Puppy's body language
This is when you want to start to watch the puppies' body language; it is the best time to gauge how they will behave later on in life. You can shoot air guns and watch the tails of the puppies; they can transmit a lot of what the dog is feeling. Is it wagging, stiff, tucked, upright, curly over the back? These are all important indicators of future temperament. A wagging tail shows that a puppy is curious and willing to take a chance and listen to human directions. A stiff tail held over their back show that the puppy is a dominant puppy who will work well under certain types of environments such as for patrol work.
Around this time you will also want to put new footing into the puppies' play area, such as cardboard boxes, plastic milk crates, wooden planks, carpeting, linoleum. The different footings help the puppy learn how to adjust its balance, to maneuver its feet and shift its weight. You can also do puppy agility with the balance beam and low jumps to see how the puppy maneuvers through these obstacles. A puppy that is willing to explore, have good recovery time, and maintain eye contact is a good candidate for future SAR work.
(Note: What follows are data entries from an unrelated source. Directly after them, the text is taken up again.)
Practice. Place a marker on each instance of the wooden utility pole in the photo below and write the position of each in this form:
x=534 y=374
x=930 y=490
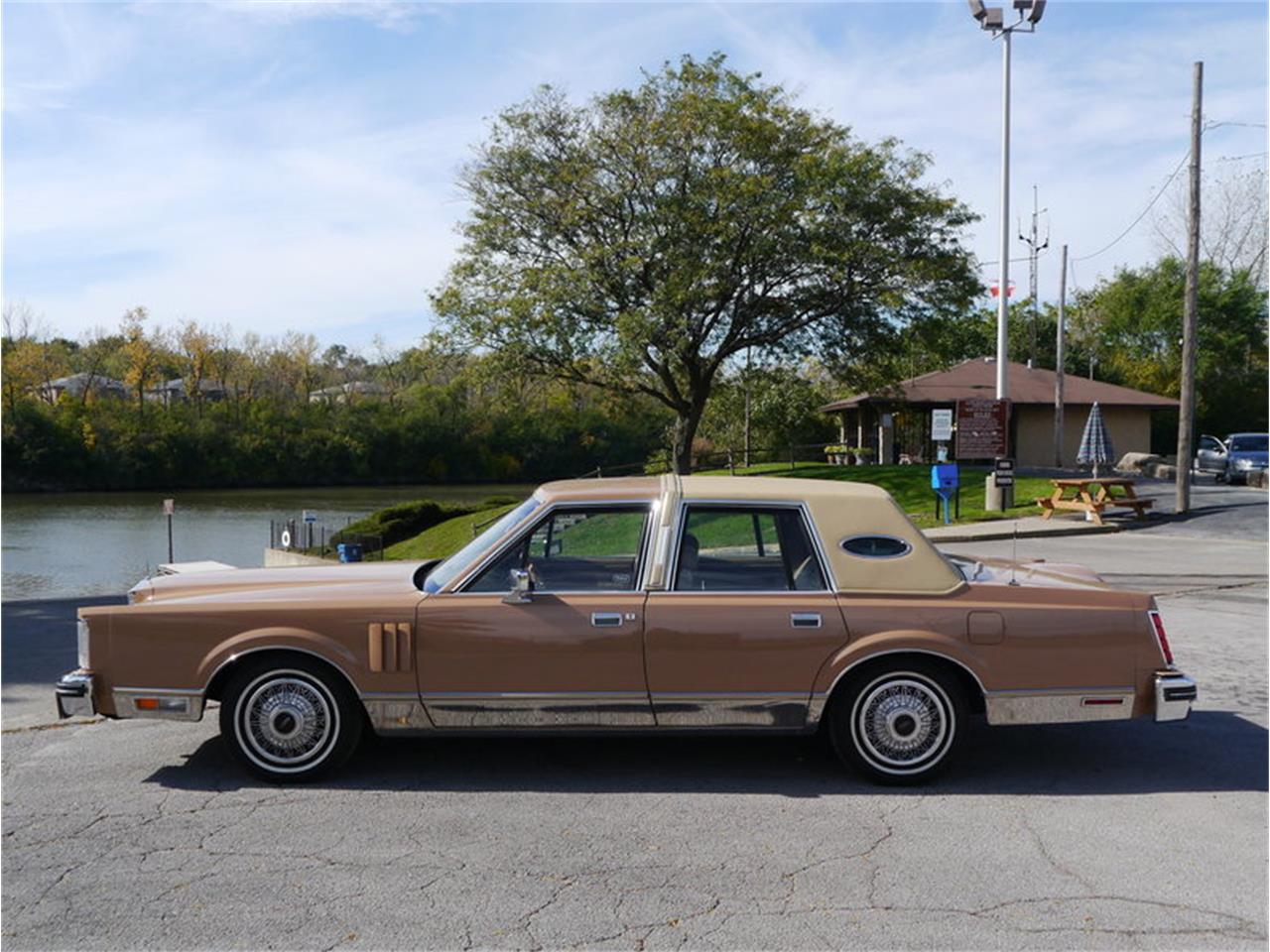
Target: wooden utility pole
x=1058 y=362
x=1187 y=416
To later succeed in such work, a puppy must show they have the endurance needed to work without quitting and the intensity to search until they find the object of their desire. One simple game you can play is to throw several tennis balls into the puppy's pen and watch what it does, does it pick it up, chase it, or hide it. You can then move on to other item such as wooden dowels, then PVC piping, then metal spoons--you need a puppy that is curious and willing to pick up different objects. You want a puppy that is willing to play and does not give up; you have to take the object away for them to stop playing. A puppy that is possessive of their object is also an asset for SAR training. A innate desire to retrieve and find is what you are looking for at this stage. You might think this is young but a properly bred puppy will shows these drives, they might only surface at the times you are testing but that is enough. By the seventh week you can start their training. A puppy should show signs it is intelligent and able to think through problems. A dog with lots of play drive but who cannot think is of no use; it will burn out quickly and not have the stamina to continue. You also want a puppy that does not fold under correction but rather learns and continues to work without holding a feeling of resentment.
Two to three months: The puppy's brain is now developed enough for it to begin receiving training in earnest. It is also the time to perform some specific testing and evaluation. As we mentioned earlier this is also still a key time in the socialization and imprinting process of the puppy.